DaCe’s Python frontend does not correctly handle memory copies of the form:

dst[b1:e1:s1] = src[b2:e2:s2]

While simple cases work (e.g. dst[:] = src[:]), copies where the source and destination strides ( s1 and s2 ) are different are not correctly captured.

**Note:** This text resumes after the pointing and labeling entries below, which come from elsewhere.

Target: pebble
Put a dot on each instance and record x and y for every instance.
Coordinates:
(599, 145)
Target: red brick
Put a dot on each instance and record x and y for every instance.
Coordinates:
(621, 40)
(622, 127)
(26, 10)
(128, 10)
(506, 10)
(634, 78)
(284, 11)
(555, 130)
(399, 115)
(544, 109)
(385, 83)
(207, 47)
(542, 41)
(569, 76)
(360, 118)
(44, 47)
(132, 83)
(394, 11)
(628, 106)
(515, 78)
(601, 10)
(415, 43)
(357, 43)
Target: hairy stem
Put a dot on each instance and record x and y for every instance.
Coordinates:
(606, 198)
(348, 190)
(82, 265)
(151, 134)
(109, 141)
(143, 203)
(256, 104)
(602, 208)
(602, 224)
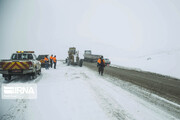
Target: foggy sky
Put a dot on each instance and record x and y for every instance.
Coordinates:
(114, 28)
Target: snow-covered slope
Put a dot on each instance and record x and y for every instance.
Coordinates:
(165, 63)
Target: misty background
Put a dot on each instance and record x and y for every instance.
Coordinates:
(113, 28)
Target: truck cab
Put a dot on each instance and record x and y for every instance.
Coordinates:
(21, 63)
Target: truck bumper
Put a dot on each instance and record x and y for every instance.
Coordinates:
(8, 72)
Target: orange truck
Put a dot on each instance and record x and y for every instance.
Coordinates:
(21, 63)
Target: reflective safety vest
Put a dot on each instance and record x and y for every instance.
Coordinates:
(99, 61)
(45, 59)
(51, 57)
(54, 59)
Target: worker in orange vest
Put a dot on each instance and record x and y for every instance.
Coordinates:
(46, 62)
(51, 60)
(54, 61)
(101, 65)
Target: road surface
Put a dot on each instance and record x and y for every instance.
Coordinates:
(79, 93)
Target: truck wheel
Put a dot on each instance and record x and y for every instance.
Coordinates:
(33, 76)
(39, 72)
(80, 62)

This results in an incorrect memlet in the generated SDFG and raises an InvalidSDFGEdgeError.

Steps to Reproduce

Consider the following valid 1D strided copy:

dst[0:20:2] = src[0:40:4]

To reproduce the issue, open a Jupyter Notebook and paste the following code snippets into separate cells:

  1. Get required imports
import dace
import cupy as cp
import numpy as np
  1. Define Example Inputs
src = np.ones(40, dtype=cp.uint32) 
dst = cp.zeros(20, dtype=cp.uint32)
  1. Failing example
@dace.program
def fail(dst: dace.uint32[20] @ dace.dtypes.StorageType.GPU_Global, src: dace.uint32[40]):
    dst[0:20:2] = src[0:40:4]

fail.to_sdfg()

Now hover over the memlet edge in the generated SDFG with your mouse to see the following data movement:

[0:10:4] -> dst[0:20:2] 
Volume: 10

This is incorrect — the source range is misrepresented.

  1. Trigger the Error
    To see the validation error directly either replace the previous last line by:
fail.to_sdfg(validate=True)

Or try to run the program:

@dace.program
def fail(dst: dace.uint32[20] @ dace.dtypes.StorageType.GPU_Global,
         src: dace.uint32[40]):
    dst[0:20:2] = src[0:40:4]

sdfg = fail.to_sdfg()
sdfg(src=src, dst=dst)
  1. How the SDFG of the previous dace program is expected to look like:
sdfg = dace.SDFG("strided_1D_memory_copy")
state = sdfg.add_state("main")
src_dev = sdfg.add_array("src", (40,), dace.uint32)
dst_dev = sdfg.add_array("dst", (20,), dace.uint32, dace.dtypes.StorageType.GPU_Global)
src_acc = state.add_access("src")
dst_acc = state.add_access("dst")
state.add_edge(src_acc, None, dst_acc, None, dace.memlet.Memlet('[0:40:4] -> dst[0:20:2]'))
sdfg.fill_scope_connectors()
sdfg

Now this is the correct and expected solution. You can hover with the mouse over the edge between the src and dst node to see the dataflow, which is now correct and shows:

[0:40:4] -> dst[0:20:2] 
Volume: 10

We can also verify the generated SDFG produces the expected result, namely every 2nd element is 1 and the rest 0.